As a non-employee director, Mr. Hulligan will also be entitled to a pro-rated portion of the applicable board retention and committee fees under Casellas non-employee director compensation guidelines, based upon his service prior to the 2015 Annual Meeting. Mr. Hulligan shall thereafter receive fees for services as a Casella Board and committee member pursuant to Casellas non-employee director compensation guidelines, as updated from time to time by the Casella Board. Mr. Hulligan will also be entitled to reimbursement for reasonable travel and other expenses incurred in connection with attending Casella Board meetings and meetings of committees on which he serves.
|Item 8.01.||Other Events.|
The information included in Item 5.02 of this Current Report on Form 8-K is incorporated by reference into this Item 8.01.
Important Additional Information And Where To Find It
Casella, its directors and certain of its executive officers are deemed to be participants in the solicitation of proxies from Casellas stockholders in connection with the matters to be considered at Casellas 2015 Annual Meeting of Stockholders. Information regarding the names of Casellas directors and executive officers and their respective interests in Casella by security holdings or otherwise can be found in Casellas Form 10-KT/A for the transition period from May 1, 2014 to December 31, 2014, filed with the SEC on April 30, 2015. To the extent holdings of Casellas securities have changed since the amounts set forth in Casellas Form 10-KT/A for the transition period from May 1, 2014 to December 31, 2014, such changes have been reflected on Initial Statements of Beneficial Ownership on Form 3 or Statements of Change in Ownership on Form 4 filed with the SEC. These documents are available free of charge at the SECs website at www.sec.gov.
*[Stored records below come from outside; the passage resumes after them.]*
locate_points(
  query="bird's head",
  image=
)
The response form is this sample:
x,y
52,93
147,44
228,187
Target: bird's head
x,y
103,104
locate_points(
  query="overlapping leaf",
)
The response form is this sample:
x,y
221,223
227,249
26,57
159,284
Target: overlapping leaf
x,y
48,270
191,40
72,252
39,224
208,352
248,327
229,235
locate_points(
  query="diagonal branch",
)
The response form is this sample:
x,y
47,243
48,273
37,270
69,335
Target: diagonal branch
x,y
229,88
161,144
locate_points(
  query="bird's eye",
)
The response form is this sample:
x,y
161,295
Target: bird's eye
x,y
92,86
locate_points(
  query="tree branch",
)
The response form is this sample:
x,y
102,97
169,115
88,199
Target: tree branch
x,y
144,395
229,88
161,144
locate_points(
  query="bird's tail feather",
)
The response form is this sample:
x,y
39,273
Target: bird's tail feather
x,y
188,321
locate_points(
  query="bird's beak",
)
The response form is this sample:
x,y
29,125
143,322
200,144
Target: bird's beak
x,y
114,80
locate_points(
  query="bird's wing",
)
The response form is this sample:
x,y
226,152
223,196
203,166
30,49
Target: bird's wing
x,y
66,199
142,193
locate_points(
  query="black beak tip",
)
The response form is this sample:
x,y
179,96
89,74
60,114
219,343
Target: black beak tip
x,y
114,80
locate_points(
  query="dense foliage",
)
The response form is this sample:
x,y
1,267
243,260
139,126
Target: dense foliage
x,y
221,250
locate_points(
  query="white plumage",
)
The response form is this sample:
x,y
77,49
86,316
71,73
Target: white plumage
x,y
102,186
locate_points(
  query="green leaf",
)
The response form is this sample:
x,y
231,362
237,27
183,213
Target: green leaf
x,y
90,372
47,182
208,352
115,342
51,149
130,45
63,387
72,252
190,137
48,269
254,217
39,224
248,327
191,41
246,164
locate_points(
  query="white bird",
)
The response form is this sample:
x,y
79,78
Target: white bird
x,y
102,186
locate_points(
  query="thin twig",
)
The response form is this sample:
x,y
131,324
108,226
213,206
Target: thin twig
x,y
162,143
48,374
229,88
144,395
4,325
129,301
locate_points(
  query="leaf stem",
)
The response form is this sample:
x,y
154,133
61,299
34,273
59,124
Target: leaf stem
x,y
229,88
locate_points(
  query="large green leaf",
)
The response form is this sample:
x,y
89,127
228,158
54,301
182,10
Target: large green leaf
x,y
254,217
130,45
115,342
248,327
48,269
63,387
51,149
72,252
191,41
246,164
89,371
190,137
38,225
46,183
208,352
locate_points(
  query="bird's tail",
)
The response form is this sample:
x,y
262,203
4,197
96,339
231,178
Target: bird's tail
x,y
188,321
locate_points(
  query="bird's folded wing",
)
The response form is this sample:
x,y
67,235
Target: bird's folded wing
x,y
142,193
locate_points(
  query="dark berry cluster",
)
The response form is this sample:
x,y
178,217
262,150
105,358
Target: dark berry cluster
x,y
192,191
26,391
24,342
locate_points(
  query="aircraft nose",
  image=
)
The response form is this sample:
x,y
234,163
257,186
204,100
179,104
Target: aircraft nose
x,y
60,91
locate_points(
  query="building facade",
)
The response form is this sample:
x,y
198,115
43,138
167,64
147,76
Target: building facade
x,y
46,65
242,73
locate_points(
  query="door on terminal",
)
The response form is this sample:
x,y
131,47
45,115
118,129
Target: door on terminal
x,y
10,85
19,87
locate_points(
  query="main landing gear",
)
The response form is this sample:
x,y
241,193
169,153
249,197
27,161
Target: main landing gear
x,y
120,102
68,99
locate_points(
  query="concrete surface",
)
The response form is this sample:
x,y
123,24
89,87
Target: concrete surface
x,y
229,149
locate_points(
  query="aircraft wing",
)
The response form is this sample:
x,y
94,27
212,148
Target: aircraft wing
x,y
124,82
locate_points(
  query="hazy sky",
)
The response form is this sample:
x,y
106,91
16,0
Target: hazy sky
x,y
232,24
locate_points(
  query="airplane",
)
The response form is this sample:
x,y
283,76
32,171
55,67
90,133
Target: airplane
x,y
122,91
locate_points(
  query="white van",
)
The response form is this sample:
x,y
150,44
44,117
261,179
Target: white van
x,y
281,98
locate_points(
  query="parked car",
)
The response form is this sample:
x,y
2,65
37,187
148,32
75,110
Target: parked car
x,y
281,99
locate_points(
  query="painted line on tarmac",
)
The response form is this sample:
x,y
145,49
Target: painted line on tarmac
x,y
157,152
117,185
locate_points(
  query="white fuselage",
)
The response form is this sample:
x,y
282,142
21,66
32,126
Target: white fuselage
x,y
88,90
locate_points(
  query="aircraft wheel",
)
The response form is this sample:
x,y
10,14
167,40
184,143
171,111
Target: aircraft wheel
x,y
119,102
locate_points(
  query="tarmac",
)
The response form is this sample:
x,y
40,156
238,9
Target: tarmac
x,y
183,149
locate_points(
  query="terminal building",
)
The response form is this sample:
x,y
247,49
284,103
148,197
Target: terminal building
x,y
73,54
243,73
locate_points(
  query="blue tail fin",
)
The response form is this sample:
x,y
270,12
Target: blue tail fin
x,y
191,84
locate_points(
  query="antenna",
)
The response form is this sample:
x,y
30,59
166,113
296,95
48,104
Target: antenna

Casella intends to file a proxy statement and accompanying WHITE proxy card with the SEC in connection with the solicitation of proxies from Casella stockholders in connection with the matters to be considered at Casellas 2015 Annual Meeting of Stockholders. Additional information regarding the identity of participants, and their direct or indirect interests, by security holdings or otherwise, will be set forth in Casellas proxy statement for its 2015 Annual Meeting, including the schedules and appendices thereto. INVESTORS AND STOCKHOLDERS ARE STRONGLY ENCOURAGED TO READ ANY SUCH PROXY STATEMENT AND THE ACCOMPANYING PROXY CARD AND OTHER DOCUMENTS FILED BY CASELLA WITH THE SEC CAREFULLY AND IN THEIR ENTIRETY WHEN THEY BECOME AVAILABLE AS THEY WILL CONTAIN IMPORTANT INFORMATION. Stockholders will be able to obtain the Proxy Statement, any amendments or supplements to the Proxy Statement, the accompanying WHITE proxy card, and other documents filed by Casella with the SEC for no charge at the SECs website at www.sec.gov. Copies will also be available at no charge at the Investor Relations section of Casellas corporate website at www.casella.com, by writing to Casellas Corporate Secretary at Casella Waste Systems, Inc., 25 Greens Hill Lane, Rutland, VT 05701, or by calling Casellas Corporate Secretary at (802) 772-2257.
Pursuant to the requirements of the Securities Exchange Act of 1934, the Registrant has duly caused this report to be signed on its behalf by the undersigned hereunto duly authorized.